И снова мысль его, перебрав весь долгий исчезающий день, окровавленный и простреленный, устремилась в другое, вьюжное время, чудное, снежно-сверкающее, где он был поставлен среди мерцающих звезд и сугробов, и она, его милая, вела его за руку по начертанным на снегу письменам. И чувство, что нынешняя, на моторах и пропеллерах, жизнь не уносит прочь, а напротив, приближает его к былому, к той, другой, оставленной жизни, это чувство посетило его.

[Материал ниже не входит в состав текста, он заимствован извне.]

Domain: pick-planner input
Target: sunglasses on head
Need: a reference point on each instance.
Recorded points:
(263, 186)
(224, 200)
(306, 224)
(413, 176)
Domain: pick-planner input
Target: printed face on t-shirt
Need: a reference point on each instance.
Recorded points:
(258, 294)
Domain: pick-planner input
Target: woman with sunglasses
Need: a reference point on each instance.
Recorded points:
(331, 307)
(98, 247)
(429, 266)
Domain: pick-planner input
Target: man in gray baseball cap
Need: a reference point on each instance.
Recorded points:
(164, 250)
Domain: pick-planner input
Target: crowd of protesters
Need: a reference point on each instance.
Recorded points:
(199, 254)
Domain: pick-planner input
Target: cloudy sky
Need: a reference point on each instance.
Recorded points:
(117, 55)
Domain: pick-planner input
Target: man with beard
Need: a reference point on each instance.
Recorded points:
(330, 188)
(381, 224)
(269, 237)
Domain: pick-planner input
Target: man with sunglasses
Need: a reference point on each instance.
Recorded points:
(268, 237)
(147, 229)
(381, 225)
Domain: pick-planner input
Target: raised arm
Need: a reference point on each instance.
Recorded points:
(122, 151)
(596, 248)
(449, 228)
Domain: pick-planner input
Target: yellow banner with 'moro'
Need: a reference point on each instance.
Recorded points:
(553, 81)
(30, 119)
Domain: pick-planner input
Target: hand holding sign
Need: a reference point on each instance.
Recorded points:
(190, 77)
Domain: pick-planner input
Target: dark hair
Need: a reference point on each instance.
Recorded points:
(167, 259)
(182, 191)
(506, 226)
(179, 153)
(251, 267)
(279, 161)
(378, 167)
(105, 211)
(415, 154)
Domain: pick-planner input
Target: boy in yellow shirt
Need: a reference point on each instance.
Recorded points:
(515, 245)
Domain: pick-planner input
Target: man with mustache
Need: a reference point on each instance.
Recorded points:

Они стоят на снегах. Лицо его поднято ввысь. Небо над ним выгнуто невидимой тяжестью, давлением живой, напряженной силы. Оно — тончайшая лучистая твердь, колеблемая незримым дыханием. Вот-вот оно распахнется, и откроется чудная, во весь свод, красота, ударит синева, прозвучит и прольется глубокое, к нему обращенное слово. Он ждет, стремится взглядом раздвинуть тугую завесу. Но она гибко колышется, не поддается, отделяет его от иного, недоступного знания.

— Идем, — говорит она, берет его за руку и ведет осторожно, но властно. И он послушно шагает, ставя ступни в ее неглубокие, оставляемые на насте следы.

Далеко за буграми в полях звенит бубенец, пиликает баян, налетают раскаты смеха, взвизги. И он ловит эти родные, ранящие и веселящие звуки, в которых и старинная лихая гульба, и давнишние тоска и рыдания, и далекий гуд невидимого за лесом пожара. И чья-то родная, потерявшая дом душа все колотится ветром в забитые темные ставни, кидается серым волком в овраг, золотится глазами, морочит бубенцом и гармоникой.

— Идем, — торопит она, и он, без собственной воли, весь в ее власти, идет за ней следом.